We have the description of the occupation codes from readme. Let's apply a mapping to convert occupation codes to description in the users dataframe.

In [None]:
# TO DO: map the occupation codes to the jobs name using the readme
job_code = {0:  "other or not specified",
 1:  "academic/educator",
 2:  "artist",
 3:  "clerical/admin",
 4:  "college/grad student",
 5:  "customer service",
 6:  "doctor/health care",
 7:  "executive/managerial",
 8:  "farmer",
 9:  "homemaker",
10:  "K-12 student",
11:  "lawyer",
12:  "programmer",
13:  "retired",
14:  "sales/marketing",
15:  "scientist",
16:  "self-employed",
17:  "technician/engineer",
18:  "tradesman/craftsman",
19:  "unemployed",
20:  "writer"}
users["Occupation"] = users["Occupation"].map(job_code)

users.head()

### Q1, Q2, Q3: Number of movies, users and ratings

In [None]:
print("number of users: ", ratings.groupby("UserID").count().shape[0])
# TO DO:
print("number of movies: ")
print("number of ratings: ")

### Q4: Distribution of ratings

In [None]:
# hint: make a bar plot

### Q5, Q6: Average rating


In [None]:
# across all users
print("avg rating across all users: ", np.mean(ratings["Rating"]))

In [None]:
# per user

### Q7, Q8: most watched movies

In [None]:
# mereg the dataframes to match the movie id to movie name
df = pd.merge(movies,ratings,left_on='movie_id', right_on="MovieID")
df.head()

In [None]:
# most watched movies
# TO DO

In [None]:
# movies with best avg ratings
# TO DO

In [None]:
# Do both of the above simultanously: 
# create Dataframe: ratings count and mean rating per movie

### Q9: Most popular geners


In [None]:
# most popular genres (with most ratings)
most_popular_genre = df.groupby('genres', as_index = False)['UserID'].count()
most_popular_genre = most_popular_genre.rename(columns={'UserID' : 'Total ratings'})
most_popular_genre.sort_values('Total ratings',ascending=False).head(10)

In [None]:
# movies distribution per genres
# TO DO

## Visual Data Analysis


In [None]:
# select plot style
plt.style.use('ggplot')

# import libraries
import matplotlib.pyplot as plt
import seaborn as sns
sns.set_style('white')
%matplotlib inline

### Q10, Q11

#### Distribution of ratings per movie (with ratings count  > 50)

In [None]:
# plot a graph that indicates that most of the movies have less than 2000 ratings
# TO DO

#### Movies distribution per year (> 1985)

In [None]:
# most movies have been released after 1985
# TO DO

### Q12

#### Users distribution per occupation

In [None]:
sns.factorplot("Occupation", data=users, aspect=3, kind="count", color="b").set_xticklabels(rotation=90, fontsize=15)

### Q13
#### box plot
You can see that most of the movies in the data set have less than 1000 ratings.

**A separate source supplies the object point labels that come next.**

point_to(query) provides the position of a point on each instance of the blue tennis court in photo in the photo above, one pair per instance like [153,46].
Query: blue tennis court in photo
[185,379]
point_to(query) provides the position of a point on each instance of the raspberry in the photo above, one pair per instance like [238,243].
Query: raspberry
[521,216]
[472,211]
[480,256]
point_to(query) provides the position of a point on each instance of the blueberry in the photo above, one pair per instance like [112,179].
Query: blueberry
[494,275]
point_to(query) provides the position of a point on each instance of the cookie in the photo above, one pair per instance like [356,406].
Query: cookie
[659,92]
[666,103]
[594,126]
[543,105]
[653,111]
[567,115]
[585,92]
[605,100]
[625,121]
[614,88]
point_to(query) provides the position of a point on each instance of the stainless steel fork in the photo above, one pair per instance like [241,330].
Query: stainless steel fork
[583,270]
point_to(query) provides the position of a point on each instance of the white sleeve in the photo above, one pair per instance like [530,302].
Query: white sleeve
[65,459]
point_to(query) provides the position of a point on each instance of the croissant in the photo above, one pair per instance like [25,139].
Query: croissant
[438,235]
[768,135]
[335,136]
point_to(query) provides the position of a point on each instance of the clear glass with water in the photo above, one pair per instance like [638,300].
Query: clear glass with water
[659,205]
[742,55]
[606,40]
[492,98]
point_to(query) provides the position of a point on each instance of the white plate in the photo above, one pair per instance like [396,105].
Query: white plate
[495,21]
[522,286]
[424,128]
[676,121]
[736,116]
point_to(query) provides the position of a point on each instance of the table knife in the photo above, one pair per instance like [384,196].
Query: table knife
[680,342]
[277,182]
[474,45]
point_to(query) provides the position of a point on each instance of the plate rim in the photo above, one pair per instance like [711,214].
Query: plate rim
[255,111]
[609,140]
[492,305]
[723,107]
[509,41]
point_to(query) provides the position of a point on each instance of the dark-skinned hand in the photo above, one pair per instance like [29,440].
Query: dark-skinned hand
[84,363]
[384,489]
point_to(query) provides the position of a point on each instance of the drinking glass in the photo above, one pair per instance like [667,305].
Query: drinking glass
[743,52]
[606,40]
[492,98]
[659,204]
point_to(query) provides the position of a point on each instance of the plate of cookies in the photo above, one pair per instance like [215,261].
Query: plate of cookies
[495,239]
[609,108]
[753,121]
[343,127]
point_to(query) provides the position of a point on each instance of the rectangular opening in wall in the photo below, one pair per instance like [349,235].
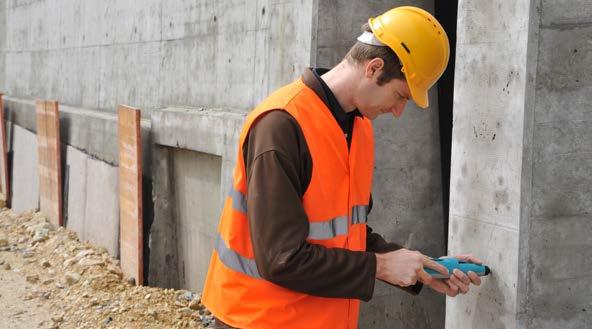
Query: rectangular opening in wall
[196,184]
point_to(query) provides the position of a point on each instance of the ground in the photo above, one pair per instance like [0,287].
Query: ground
[49,279]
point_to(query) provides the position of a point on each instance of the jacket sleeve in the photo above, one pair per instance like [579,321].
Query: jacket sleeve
[377,244]
[278,223]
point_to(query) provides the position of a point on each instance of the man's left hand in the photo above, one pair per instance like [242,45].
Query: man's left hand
[458,282]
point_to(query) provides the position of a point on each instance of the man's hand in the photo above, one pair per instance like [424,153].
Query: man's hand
[404,267]
[458,281]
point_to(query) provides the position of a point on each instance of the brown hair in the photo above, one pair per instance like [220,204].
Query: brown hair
[361,52]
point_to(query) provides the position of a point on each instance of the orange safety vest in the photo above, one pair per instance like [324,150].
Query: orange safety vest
[336,203]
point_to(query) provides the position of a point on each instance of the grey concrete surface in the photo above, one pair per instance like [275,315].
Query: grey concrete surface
[407,189]
[94,132]
[162,237]
[156,53]
[194,155]
[520,187]
[196,178]
[487,153]
[25,175]
[557,281]
[93,200]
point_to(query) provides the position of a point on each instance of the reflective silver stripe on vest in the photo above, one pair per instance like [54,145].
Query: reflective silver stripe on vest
[233,260]
[239,201]
[328,229]
[359,214]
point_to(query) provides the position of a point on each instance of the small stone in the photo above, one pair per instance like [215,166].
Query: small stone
[115,270]
[47,281]
[194,305]
[72,278]
[32,278]
[28,254]
[185,311]
[41,234]
[87,262]
[107,320]
[84,253]
[70,261]
[57,318]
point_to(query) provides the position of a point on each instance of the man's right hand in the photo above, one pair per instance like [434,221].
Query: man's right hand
[404,267]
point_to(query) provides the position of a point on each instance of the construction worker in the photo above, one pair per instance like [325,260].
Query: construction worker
[293,249]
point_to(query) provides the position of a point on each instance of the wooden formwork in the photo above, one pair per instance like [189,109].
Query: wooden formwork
[49,162]
[130,193]
[4,180]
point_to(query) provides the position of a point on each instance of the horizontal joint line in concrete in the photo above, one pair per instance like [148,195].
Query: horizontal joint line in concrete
[547,123]
[474,219]
[566,26]
[112,44]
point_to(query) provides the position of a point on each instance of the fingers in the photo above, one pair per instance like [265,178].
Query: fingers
[460,280]
[424,277]
[427,262]
[439,286]
[475,279]
[469,258]
[452,290]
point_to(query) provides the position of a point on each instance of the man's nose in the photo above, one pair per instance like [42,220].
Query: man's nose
[398,109]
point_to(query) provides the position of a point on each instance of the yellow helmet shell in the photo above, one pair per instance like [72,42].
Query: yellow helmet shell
[421,44]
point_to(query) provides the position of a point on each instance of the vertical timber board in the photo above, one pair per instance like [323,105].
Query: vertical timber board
[49,166]
[130,193]
[4,181]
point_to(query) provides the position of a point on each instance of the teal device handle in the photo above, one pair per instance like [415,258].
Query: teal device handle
[453,263]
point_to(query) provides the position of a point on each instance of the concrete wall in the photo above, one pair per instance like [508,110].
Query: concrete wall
[556,289]
[92,200]
[155,53]
[90,173]
[520,182]
[25,175]
[407,187]
[196,178]
[194,155]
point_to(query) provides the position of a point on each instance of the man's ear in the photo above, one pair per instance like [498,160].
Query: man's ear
[374,67]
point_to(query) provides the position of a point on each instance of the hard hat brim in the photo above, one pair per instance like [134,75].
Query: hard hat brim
[419,95]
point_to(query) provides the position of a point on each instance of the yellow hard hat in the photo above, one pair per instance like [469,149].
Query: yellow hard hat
[421,44]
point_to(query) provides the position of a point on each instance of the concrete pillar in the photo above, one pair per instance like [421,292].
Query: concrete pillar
[407,188]
[520,181]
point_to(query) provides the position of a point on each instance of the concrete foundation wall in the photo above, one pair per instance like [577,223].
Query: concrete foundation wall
[557,282]
[197,181]
[520,187]
[487,151]
[93,200]
[25,175]
[155,53]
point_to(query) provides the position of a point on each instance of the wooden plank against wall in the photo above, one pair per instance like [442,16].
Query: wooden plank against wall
[130,193]
[49,162]
[4,181]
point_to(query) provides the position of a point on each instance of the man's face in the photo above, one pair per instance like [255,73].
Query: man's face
[374,100]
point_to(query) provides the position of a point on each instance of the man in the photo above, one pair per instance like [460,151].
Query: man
[293,249]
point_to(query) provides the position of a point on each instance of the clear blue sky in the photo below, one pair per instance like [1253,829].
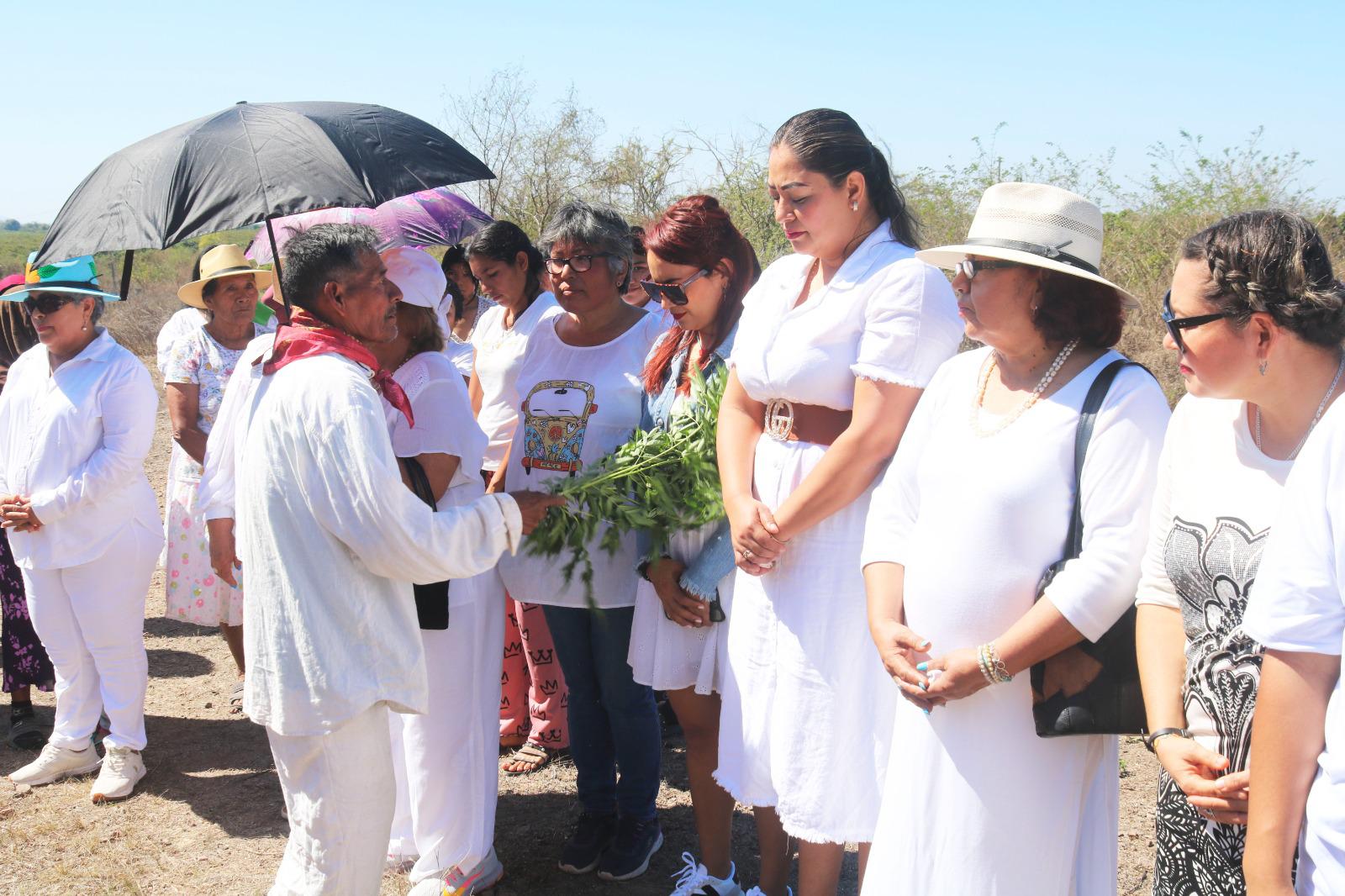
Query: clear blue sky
[87,78]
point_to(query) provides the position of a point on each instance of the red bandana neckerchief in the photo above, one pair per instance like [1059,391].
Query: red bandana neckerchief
[307,336]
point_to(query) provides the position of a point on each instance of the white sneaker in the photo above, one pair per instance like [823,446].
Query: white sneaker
[121,771]
[457,882]
[696,880]
[55,763]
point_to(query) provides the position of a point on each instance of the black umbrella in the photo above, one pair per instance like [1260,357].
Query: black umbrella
[251,163]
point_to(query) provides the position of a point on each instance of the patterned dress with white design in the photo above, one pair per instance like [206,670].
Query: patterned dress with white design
[1217,495]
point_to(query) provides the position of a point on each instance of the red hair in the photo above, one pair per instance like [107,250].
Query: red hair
[697,232]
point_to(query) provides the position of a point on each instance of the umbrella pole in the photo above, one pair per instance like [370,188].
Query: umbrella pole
[275,261]
[125,272]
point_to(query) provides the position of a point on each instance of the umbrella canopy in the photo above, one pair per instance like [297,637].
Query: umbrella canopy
[427,219]
[253,161]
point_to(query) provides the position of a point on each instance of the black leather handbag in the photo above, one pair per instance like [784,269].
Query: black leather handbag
[430,600]
[1094,685]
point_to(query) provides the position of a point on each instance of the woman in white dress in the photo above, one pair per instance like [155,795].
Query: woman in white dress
[533,693]
[195,374]
[444,759]
[970,514]
[699,268]
[834,346]
[1259,349]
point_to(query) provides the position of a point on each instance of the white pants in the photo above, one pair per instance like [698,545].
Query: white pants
[447,762]
[92,620]
[340,794]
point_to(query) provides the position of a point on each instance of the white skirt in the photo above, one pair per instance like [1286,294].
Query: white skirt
[807,705]
[670,656]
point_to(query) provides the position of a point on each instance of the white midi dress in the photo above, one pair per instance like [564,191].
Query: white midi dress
[975,802]
[807,705]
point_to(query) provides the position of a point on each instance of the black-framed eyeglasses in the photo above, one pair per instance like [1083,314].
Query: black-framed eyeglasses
[1176,324]
[968,266]
[674,293]
[47,303]
[578,264]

Therefore we see a lost of outliers i the box plot.

In [None]:
# TO DO: box plot of the ratingCount column in the df_ratingCount data frame


#### violon plot
It is very similar to box plot except that it features a kernel density estimation of the underlying distribution. for more information check <a href="https://seaborn.pydata.org/generated/seaborn.violinplot.html">this documentation</a>.

In [None]:
plt.figure(figsize=(5,8))
sns.set_style("whitegrid")
sns.violinplot("ratingCount", data=df_ratingCount, orient='v');

### Q14
Let's plot the treemap for the first 10 popular genres.

In [None]:
best_10_genres = most_popular_genre.sort_values('Total ratings',ascending=False).head(10)

In [None]:
best_10_genres

We may use a colormap from matplotlib. Note that here both the intensity of the color and the size of the square indicates the value.

In [None]:
import squarify
import matplotlib
plt.figure(figsize=(8,8))
cmap = matplotlib.cm.Reds
mini=min(best_10_genres["Total ratings"])
maxi=max(best_10_genres["Total ratings"])
norm = matplotlib.colors.Normalize(vmin=mini, vmax=maxi)
colors = [cmap(norm(value)) for value in best_10_genres["Total ratings"]]
squarify.plot(sizes=best_10_genres["Total ratings"], label=best_10_genres["genres"], color=colors,alpha=.6 )
plt.axis('off')
plt.show()

### Q 15
#### Relationship between number of ratings - ratings mean

We can see that the movies with the most ratings tend to have better average of ratings.

In [None]:
# TO DO: try to do it yourself. it is a bonus!